For the reasons we just talked about, energy is quite an important resource in Atomic Heart, and though it recharges over time, it’s still not exactly an infinite pool. So how exactly do you ensure that your energy meter runs out as infrequently as possible? Well, there’s a few ways to do that. For starters, you should definitely be prioritizing energy in your skill upgrades, given how much you’ll likely be relying on energy-based weapons. It’s also worth keeping in mind that you restore additional energy for every melee hit you land, so when you get the chance, get up close and personal with enemies and whack away.
Atomic Heart is far from a stealth-driven game, though it does have some stealth elements nonetheless- which, as you may have guessed, means having to get past security cameras every now and then to avoid alerting enemies and drawing them all to you. And though you may be tempted to just destroy them as soon as you see them, that’s actually something of a waste of time in this game. Why? Because as soon as you do that, enemy drones come flying in and start making repairs- and if you try and destroy those drones, more of them just keep on coming. It’s far better to come up with other ways to avoid cameras, such as using Shok on them to render them temporarily useless and running past them while they’re down.

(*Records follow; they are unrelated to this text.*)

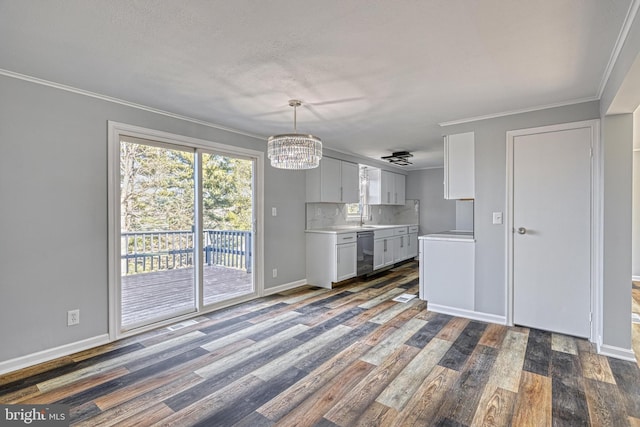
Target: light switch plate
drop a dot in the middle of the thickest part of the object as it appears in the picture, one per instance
(497, 217)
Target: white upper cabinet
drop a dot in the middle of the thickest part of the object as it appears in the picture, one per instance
(386, 188)
(334, 181)
(459, 170)
(350, 174)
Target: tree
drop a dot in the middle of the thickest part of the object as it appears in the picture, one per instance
(157, 189)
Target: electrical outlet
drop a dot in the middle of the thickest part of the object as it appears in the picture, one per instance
(73, 317)
(497, 217)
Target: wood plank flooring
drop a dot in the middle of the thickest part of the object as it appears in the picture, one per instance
(343, 357)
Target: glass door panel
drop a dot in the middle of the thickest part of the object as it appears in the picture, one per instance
(227, 223)
(156, 232)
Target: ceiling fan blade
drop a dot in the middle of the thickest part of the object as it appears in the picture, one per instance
(335, 101)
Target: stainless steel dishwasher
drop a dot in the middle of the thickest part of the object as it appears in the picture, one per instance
(365, 252)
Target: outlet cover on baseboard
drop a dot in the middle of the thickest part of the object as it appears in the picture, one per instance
(73, 317)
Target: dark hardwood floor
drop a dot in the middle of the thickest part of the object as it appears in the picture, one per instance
(343, 357)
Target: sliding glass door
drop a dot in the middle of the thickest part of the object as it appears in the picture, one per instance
(186, 237)
(227, 222)
(156, 232)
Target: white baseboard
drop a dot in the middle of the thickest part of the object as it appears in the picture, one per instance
(617, 352)
(52, 353)
(469, 314)
(285, 287)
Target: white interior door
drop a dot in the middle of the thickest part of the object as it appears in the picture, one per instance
(552, 231)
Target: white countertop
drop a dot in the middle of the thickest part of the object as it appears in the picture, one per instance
(451, 235)
(339, 229)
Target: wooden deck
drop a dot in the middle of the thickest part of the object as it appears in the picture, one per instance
(150, 296)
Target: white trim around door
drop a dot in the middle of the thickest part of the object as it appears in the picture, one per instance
(596, 220)
(115, 130)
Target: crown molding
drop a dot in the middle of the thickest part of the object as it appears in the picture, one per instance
(102, 97)
(622, 37)
(520, 111)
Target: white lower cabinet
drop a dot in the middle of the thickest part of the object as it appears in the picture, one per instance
(346, 261)
(331, 258)
(400, 249)
(447, 273)
(412, 245)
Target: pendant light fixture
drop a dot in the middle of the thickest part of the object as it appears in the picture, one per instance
(294, 150)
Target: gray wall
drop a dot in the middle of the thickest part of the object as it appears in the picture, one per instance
(618, 145)
(490, 182)
(464, 215)
(53, 214)
(436, 213)
(635, 210)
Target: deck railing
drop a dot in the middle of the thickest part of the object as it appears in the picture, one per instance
(166, 250)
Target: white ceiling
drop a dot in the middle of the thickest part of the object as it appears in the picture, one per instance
(375, 76)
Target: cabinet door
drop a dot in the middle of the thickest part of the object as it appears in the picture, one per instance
(412, 245)
(378, 253)
(346, 261)
(388, 188)
(350, 182)
(399, 184)
(330, 180)
(391, 247)
(401, 248)
(459, 170)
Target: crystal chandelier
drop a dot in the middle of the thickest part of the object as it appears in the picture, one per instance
(294, 150)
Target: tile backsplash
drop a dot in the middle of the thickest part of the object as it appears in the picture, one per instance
(322, 215)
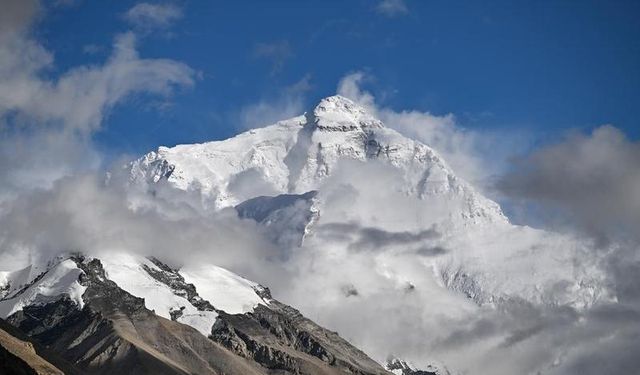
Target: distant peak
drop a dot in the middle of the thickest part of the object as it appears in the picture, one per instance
(337, 113)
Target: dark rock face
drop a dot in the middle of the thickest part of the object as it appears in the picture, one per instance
(115, 333)
(396, 365)
(20, 354)
(180, 287)
(279, 337)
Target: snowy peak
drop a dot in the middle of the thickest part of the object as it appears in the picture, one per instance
(337, 113)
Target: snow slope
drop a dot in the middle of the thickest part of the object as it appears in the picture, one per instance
(296, 155)
(60, 280)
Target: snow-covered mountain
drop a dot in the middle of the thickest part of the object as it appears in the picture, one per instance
(284, 174)
(294, 157)
(361, 213)
(137, 315)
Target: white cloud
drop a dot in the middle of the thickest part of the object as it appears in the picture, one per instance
(46, 121)
(277, 53)
(476, 157)
(82, 97)
(147, 15)
(392, 8)
(267, 111)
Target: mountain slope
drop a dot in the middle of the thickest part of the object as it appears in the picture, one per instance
(110, 330)
(296, 155)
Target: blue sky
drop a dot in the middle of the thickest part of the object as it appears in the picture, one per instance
(541, 66)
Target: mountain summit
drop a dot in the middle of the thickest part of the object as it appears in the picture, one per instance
(337, 113)
(369, 226)
(297, 155)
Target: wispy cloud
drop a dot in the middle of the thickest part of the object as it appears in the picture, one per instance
(477, 157)
(289, 103)
(47, 120)
(392, 8)
(277, 53)
(148, 16)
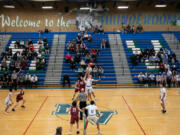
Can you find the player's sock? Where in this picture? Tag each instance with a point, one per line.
(78, 131)
(84, 132)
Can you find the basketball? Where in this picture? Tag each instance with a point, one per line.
(86, 67)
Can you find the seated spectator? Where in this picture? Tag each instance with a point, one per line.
(80, 71)
(139, 28)
(141, 78)
(66, 79)
(4, 65)
(34, 80)
(77, 58)
(89, 38)
(151, 79)
(68, 45)
(46, 47)
(103, 43)
(92, 51)
(68, 58)
(161, 67)
(158, 80)
(79, 39)
(89, 68)
(46, 30)
(100, 30)
(95, 71)
(31, 47)
(169, 77)
(24, 64)
(85, 36)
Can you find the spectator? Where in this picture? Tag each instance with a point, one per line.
(14, 78)
(68, 58)
(66, 79)
(95, 71)
(139, 28)
(100, 71)
(141, 78)
(34, 80)
(103, 43)
(92, 51)
(4, 65)
(21, 80)
(83, 64)
(87, 58)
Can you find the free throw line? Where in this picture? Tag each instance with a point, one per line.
(134, 116)
(35, 115)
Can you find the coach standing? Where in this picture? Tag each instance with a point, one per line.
(82, 97)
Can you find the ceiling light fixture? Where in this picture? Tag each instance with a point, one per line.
(47, 7)
(123, 7)
(9, 6)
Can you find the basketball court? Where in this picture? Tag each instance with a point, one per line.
(124, 111)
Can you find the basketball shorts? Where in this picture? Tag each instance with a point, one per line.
(89, 89)
(92, 118)
(74, 119)
(163, 101)
(7, 102)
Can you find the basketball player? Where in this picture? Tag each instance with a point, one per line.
(82, 97)
(8, 100)
(92, 111)
(74, 110)
(89, 88)
(163, 97)
(79, 85)
(19, 97)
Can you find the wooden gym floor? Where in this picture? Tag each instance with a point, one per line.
(138, 112)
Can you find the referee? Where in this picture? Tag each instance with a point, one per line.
(82, 97)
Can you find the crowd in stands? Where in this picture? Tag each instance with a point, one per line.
(15, 59)
(128, 29)
(160, 60)
(85, 57)
(18, 79)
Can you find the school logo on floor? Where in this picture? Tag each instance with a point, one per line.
(106, 113)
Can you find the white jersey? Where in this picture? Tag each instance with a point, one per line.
(7, 100)
(91, 110)
(89, 82)
(162, 91)
(9, 96)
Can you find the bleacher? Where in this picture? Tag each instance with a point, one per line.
(104, 59)
(133, 43)
(31, 64)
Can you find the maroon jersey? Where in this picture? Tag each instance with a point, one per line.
(74, 114)
(20, 96)
(81, 84)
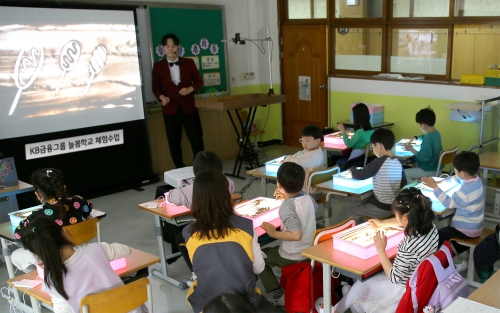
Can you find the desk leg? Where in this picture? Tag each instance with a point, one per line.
(163, 263)
(327, 287)
(98, 231)
(9, 265)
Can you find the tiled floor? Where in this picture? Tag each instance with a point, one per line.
(127, 224)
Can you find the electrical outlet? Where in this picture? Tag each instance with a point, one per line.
(248, 76)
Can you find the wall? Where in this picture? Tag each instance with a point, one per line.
(402, 100)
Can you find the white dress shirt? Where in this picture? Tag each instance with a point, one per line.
(175, 72)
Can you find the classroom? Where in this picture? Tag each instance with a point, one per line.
(386, 114)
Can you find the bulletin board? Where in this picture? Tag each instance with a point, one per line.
(200, 31)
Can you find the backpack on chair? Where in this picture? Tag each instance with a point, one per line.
(450, 284)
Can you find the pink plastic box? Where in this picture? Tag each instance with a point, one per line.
(358, 241)
(372, 107)
(250, 210)
(118, 264)
(335, 138)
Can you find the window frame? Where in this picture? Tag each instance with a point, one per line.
(387, 23)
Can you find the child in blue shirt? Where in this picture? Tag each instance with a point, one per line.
(428, 156)
(468, 202)
(358, 141)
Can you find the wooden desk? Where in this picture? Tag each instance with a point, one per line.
(490, 161)
(238, 102)
(136, 261)
(9, 194)
(261, 173)
(488, 293)
(344, 263)
(171, 215)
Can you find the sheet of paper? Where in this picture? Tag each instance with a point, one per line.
(462, 305)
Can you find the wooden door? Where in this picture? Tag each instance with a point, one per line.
(304, 54)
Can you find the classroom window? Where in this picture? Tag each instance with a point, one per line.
(307, 9)
(419, 51)
(358, 49)
(475, 49)
(358, 8)
(477, 8)
(421, 8)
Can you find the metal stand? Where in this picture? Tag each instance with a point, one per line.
(246, 150)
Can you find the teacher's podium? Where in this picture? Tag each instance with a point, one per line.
(246, 151)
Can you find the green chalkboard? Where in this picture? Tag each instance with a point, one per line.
(200, 31)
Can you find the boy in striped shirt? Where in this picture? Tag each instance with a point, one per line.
(468, 202)
(388, 177)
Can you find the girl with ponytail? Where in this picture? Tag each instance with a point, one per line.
(383, 292)
(57, 205)
(71, 273)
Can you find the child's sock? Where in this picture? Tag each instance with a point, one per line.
(462, 266)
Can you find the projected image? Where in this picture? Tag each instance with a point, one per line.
(64, 69)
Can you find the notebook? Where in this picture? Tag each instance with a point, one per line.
(8, 173)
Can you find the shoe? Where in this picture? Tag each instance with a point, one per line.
(346, 289)
(191, 280)
(462, 266)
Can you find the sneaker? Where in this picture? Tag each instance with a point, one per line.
(462, 266)
(346, 289)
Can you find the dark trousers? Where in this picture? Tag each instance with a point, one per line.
(181, 243)
(448, 232)
(192, 125)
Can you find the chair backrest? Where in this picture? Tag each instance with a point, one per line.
(446, 157)
(319, 177)
(243, 115)
(119, 300)
(82, 232)
(368, 153)
(419, 292)
(326, 233)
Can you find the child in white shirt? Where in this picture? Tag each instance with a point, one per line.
(311, 158)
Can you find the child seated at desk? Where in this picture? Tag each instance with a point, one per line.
(297, 214)
(71, 273)
(388, 177)
(358, 141)
(205, 160)
(50, 190)
(222, 246)
(311, 158)
(428, 156)
(383, 292)
(468, 201)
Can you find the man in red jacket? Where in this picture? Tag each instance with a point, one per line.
(175, 80)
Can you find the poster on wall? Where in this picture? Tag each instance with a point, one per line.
(305, 88)
(211, 79)
(196, 61)
(210, 62)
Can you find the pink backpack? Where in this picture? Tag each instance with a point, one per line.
(451, 284)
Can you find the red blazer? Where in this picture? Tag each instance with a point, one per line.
(163, 85)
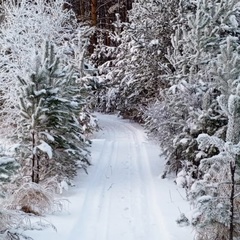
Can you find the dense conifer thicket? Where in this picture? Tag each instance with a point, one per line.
(174, 67)
(45, 109)
(169, 64)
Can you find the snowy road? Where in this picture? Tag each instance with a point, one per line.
(122, 197)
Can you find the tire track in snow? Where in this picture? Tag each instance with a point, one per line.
(120, 202)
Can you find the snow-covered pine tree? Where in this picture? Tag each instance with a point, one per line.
(27, 24)
(215, 195)
(201, 27)
(51, 137)
(134, 75)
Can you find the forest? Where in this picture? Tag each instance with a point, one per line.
(170, 65)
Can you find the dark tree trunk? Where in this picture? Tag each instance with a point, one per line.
(231, 227)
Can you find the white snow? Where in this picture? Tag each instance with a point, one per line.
(123, 197)
(44, 147)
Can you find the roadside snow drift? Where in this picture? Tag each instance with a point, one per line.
(123, 196)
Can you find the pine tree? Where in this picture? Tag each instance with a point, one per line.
(215, 194)
(52, 139)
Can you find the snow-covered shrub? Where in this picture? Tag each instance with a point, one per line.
(33, 198)
(133, 73)
(215, 194)
(189, 107)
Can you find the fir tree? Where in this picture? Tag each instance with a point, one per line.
(50, 133)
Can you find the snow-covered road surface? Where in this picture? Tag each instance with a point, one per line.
(123, 196)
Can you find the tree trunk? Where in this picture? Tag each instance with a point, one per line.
(94, 24)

One of Atomic Heart’s weirdest choices is that out in the open world, there isn’t much point to trying to take out all enemies that you come across. This isn’t necessarily the case in the dungeons, but in the open world, much like the aforementioned cameras, the enemy robots that you destroy more often than not end up getting repaired by drones- and yes, the drones are effectively endless waves, so there’s no point wasting your time, ammo, or energy on trying to take out all of them. It’s much better to just let go of your urge to take out every single enemy in sight and just be on your way to your next objective marker. Trust us, it’ll save you a whole lot of frustration.
Platforming isn’t necessarily Atomic Heart’s strong suit, but every so often, the game does sprinkle in some platforming and traversal challenges nonetheless. That, incidentally, can be a bit frustrating at times, because the game isn’t always great at conveying whether, say, a gap that you’re standing in front of can be jumped across or not. Even gaps that seem like they should be small enough to jump over can often lead to you plummeting to your death (or at least to you taking damage) every now and then. Thankfully, there is one easy tell that you can keep your eye out for- if your character reaches out with his hand while you’re standing in front of a gap, that means it’s a jumpable one.
Atomic Heart’s open world has several optional dungeons scattered about the place called Testing Grounds, and while some may be tempted to skip these as they make their way through the critical path, we’d recommend not doing that. Testing Grounds tend to hold some pretty useful loot, such as mods for your weapons (which can be very useful in tense combat situations), so our advice would be to take on all the Testing Grounds you can find.